I agree whole heartedly Slippy. Self defense is always an absolute right it my book. Attacking Police, however is a little more complicated. The US Supreme Court has made it very plain in Graham Vs. Conner that any force used by an Officer must be objectively reasonable. That is to say that if I were attacked by a small framed and unarmed man I would have to be able to explain how at 6'1" 310 pounds killing him was a reasonable action. It is never my job to punish an offender. I have to leave that to a jury of his peers. My job is always to use the minimum amount of force needed to affect the arrest. Any force beyond that "objectively reasonable" amount would properly be deemed as excessive, opening me and my employer up to civil and potentially criminal liability. Here is a link to this decision. We should all be well versed on the standard we hold our Officers to and demand no less.

Graham v. Connor - Wikipedia, the free encyclopedia


----------



## Salt-N-Pepper (Aug 18, 2014)

I've just seen the video released by the PD taken on a cell phone that refutes the initial reports, the guy was not nearly as close as they said, and his arms were down by his side.

I can see why the cops may have felt threatened, but I am concerned that what they reported turns out to be completely different than what actually did. 

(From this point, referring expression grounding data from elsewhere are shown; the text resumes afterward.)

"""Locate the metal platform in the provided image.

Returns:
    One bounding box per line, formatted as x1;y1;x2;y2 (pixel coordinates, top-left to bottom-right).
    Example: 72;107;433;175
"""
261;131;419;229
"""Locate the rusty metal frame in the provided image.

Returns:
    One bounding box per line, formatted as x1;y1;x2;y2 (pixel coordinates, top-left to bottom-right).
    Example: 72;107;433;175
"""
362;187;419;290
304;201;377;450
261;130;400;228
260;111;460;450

I am, however, encouraged that the police department released the video even though it shows that their reported version of events was inaccurate.


----------



## PaulS (Mar 11, 2013)

Well, the individual who was shot, had to be close enough to hit the officer to break his eye socket....


----------



## Kauboy (May 12, 2014)

Yeah, you don't suffer an orbital blowout from anything but a strong blow to the head. If the man was unarmed, then he must have still had at least one working weapon, and was within an arm's reach.


----------



## Salt-N-Pepper (Aug 18, 2014)

PaulS said:


> Well, the individual who was shot, had to be close enough to hit the officer to break his eye socket....





Kauboy said:


> Yeah, you don't suffer an orbital blowout from anything but a strong blow to the head. If the man was unarmed, then he must have still had at least one working weapon, and was within an arm's reach.


Different incident, I am talking about the guy who was shot in St. Louis, not the guy who was shot in Ferguson...


----------



## shotlady (Aug 30, 2012)

lets review this... 
cause-effect.
play stupid games win stupid prizes.
no body but the booking girl will miss him.
case closed.


----------



## shotlady (Aug 30, 2012)

consolation prize for the other losers


----------



## csi-tech (Apr 13, 2013)

Shot Lady makes me laugh.


----------